Well, here's something new! Liszt was commissioned to compose a cantata for the inauguration of Beethoven's statue in Bonn whilst still in his early 30s and this CD offers the world premiere of the outcome, a work which was to be his first for large-scale vocal and instrumental forces. The lack of a previous recording is explained by Günther Massenkeil in his informative booklet notes. As can often occur with music composed for specific occasions, the cantata was completely forgotten after its first and only performances (it had to be repeated that day due to the late arrival of royal guests) and no performing material survived. An early autograph score, without most of the words for the singers and chorus, still existed and only in the 1980s was the task of reconstruction undertaken by Massenkeil. Fortunately the text for the cantata had been printed in the original inauguration programme, so a true and accurate edition was possible.

Nevertheless it has taken a further twelve years from the first modern performance for the cantata to reach compact disc. Liszt had the good fortune to have met Beethoven when only twelve years old, on tour as the latest pre-teen piano sensation. His adoration of the master was life-long as his piano transcriptions of Beethoven's songs and symphonies testify. Doubtless he grabbed this opportunity to express his feelings with great alacrity. Or so one might think.

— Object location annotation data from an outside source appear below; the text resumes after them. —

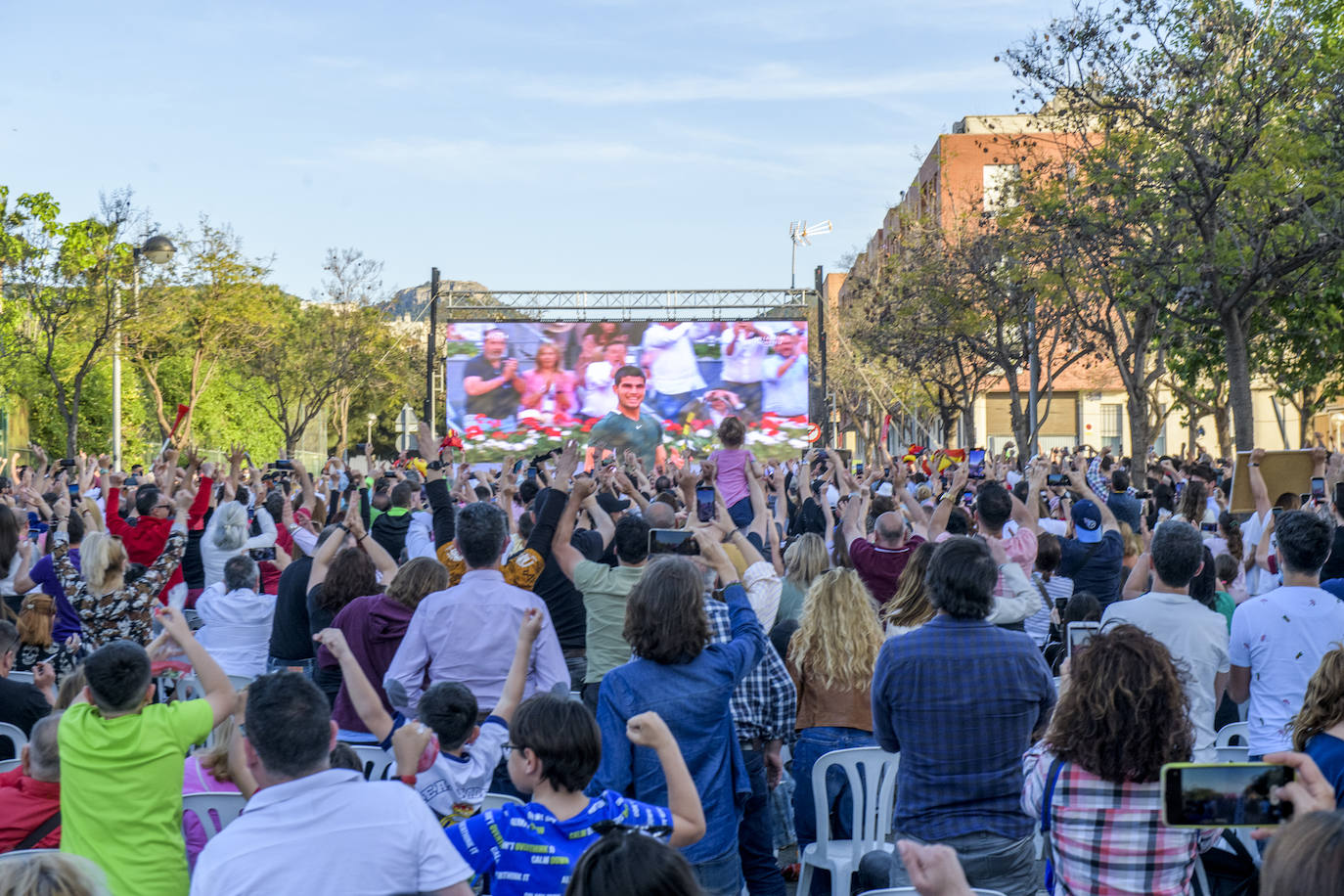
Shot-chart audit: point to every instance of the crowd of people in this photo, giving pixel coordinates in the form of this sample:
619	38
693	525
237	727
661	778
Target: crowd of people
575	370
605	679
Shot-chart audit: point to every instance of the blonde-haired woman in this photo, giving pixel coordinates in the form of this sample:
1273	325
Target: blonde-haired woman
108	607
207	773
804	560
830	659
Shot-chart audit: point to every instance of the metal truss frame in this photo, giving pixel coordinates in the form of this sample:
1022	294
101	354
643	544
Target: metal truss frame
626	305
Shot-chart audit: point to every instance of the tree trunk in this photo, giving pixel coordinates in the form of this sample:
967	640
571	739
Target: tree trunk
1239	381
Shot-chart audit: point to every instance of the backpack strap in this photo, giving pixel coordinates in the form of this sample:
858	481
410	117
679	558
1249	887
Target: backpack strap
39	831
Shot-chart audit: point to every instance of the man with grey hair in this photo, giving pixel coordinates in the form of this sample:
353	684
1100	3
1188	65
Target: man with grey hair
1195	636
468	632
237	618
29	795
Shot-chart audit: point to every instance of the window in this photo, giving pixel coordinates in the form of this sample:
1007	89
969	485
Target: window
999	187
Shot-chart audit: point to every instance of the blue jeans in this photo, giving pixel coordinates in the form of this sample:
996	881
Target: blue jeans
719	876
755	833
812	744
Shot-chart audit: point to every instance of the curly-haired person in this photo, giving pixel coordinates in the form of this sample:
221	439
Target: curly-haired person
1105	801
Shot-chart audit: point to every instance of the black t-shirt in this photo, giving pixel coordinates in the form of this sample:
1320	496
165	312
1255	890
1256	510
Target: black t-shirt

But from the evidence of the cantata itself one has to accept that Liszt at this time was both an ambitious realist as well as a creature of the age. Rather than compose a work of depth and significance he chose the safer route of providing a crowd-pleaser. The somewhat swooning mid-century text by Oskar Ludwig Bernhard Wolff is hardly a masterpiece, so perhaps Liszt had little choice in this matter, although music history is littered with examples of composers rising above their librettists.

Already by this date, the late Ludwig van Beethoven's reputation had moved from respected near-contemporary composer, via high priest of his art to an almost saintly, god like status, well beyond the realms of criticism. The final words of the cantata 'Hail! Hail! Beethoven, hail!' give as good an impression of the general mood as any. Over half an hour long, the Beethoven Cantata falls into four sections with solo soprano, bass and, in particular, tenor declaiming their praise with heated comments from the chorus. The rabble-rousing opening sets the general tone and one notices straight away that Bruno Weil enjoys the services of a first-class chorus who create much pleasure with their dynamic, accurate and spirited singing. Sections of note spinning are interspersed with glimpses of the great Liszt of later days; the instrumental interludes are particularly gratifying.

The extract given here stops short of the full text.